Aber den Befürworter*innen des U-Bahn-Tunnels fehlt auch im neuen Rat die Mehrheit: CDU, SPD, FDP, Freie Wähler und OB Henriette Reker kommen auf 45 Stimmen. Nötig sind 46. Die zusätzlichen Stimmen könnten von der neuen Fraktion Volt kommen. Die Partei konnte aus dem Stand vier Mandate erringen. »Wir sind tendenziell für den Tunnel«, sagt Volt-Ratsmitglied Manuel Jeschka. »Allerdings darf der frei werdende Platz nicht für neue Autostraßen genutzt werden.« Für Volt habe Vorrang, den Neumarkt besser für den Rad- und Fußverkehr zu erschließen. »Aber das kann auch anders gelingen, etwa mit der Verlängerung der Linie 15 über eine Brücke nach Poll«, so Jeschka. Mit dem Beginn der neuen Ratsperiode am 1. November will Volt sich Zeit nehmen, auch die nicht-öffentlichen Unterlagen zur Ost-West-Achse zu studieren. Erst danach will die Fraktion entscheiden.

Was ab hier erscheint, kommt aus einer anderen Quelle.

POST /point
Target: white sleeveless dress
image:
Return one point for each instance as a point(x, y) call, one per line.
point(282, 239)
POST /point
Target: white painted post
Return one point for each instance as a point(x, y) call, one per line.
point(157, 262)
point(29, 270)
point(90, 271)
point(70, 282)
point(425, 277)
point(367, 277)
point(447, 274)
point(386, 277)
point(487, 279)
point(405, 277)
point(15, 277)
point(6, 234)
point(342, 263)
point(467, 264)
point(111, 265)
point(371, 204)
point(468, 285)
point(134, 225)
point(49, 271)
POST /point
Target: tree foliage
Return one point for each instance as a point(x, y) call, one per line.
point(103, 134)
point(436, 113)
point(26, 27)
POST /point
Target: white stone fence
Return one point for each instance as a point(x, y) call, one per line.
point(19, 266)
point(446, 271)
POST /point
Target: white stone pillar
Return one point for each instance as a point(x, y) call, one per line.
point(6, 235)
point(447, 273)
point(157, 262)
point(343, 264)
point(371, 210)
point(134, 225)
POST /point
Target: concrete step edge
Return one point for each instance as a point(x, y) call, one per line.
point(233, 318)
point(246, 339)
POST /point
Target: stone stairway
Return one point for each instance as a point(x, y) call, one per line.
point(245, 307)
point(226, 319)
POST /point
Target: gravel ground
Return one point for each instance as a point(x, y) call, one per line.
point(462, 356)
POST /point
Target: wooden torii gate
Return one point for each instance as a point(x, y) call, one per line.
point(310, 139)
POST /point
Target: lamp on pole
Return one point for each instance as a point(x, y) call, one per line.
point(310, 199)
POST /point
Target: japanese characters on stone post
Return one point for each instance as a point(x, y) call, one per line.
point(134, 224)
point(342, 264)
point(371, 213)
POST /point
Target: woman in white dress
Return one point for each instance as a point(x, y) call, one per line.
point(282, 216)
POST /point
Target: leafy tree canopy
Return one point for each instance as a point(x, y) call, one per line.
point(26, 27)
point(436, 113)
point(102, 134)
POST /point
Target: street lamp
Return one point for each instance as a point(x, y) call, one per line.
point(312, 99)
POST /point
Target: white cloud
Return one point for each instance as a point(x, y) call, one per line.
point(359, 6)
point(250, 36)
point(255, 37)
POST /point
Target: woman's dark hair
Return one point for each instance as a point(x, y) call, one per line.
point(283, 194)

Vieles im neuen Stadtrat wird wohl noch lange ungeklärt bleiben — nicht zuletzt welches Bündnis an seiner Spitze zusammenarbeiten wird. Die grünen Wahlsieger*innen halten sich bislang bedeckt, welchen Juniorpartner sie an ihrer Seite sehen: SPD oder CDU. Seit der OB-Stichwahl laufen die Gespräche zwischen den Fraktionen und Wählergruppen. In manchen Fällen ist das ein erstes Kennenlernen, in anderen das Ringen um Posten und Projekte. Aus dem Rathaus ist zu hören, dass derzeit viel für eine Fortsetzung des »schwarz-grünen Gestaltungsbündnisses« spreche — nur dass aus Schwarz-Grün dann eben Grün-Schwarz würde. Für die Grünen steht viel auf dem Spiel: Nachdem sie zuletzt jeweils als Juniorpartner von SPD und CDU regierten, stehen sie nun endgültig in der Verantwortung — und unter Zugzwang. Gerade bei jungen Grünen, die bei Umweltschutz oder Mobilitätswende wenig kompromissbereit erscheinen, gibt es Vorbehalte, dass die Grünen in einem neuerlichen Bündnis mit der CDU falsch aufgehoben seien. Die Wirrungen innerhalb der SPD in den vergangenen Monaten werden jedoch im grünen Lager Zweifel aufkommen lassen, dass die Sozialdemokraten ein verlässlicher Partner sein könnten.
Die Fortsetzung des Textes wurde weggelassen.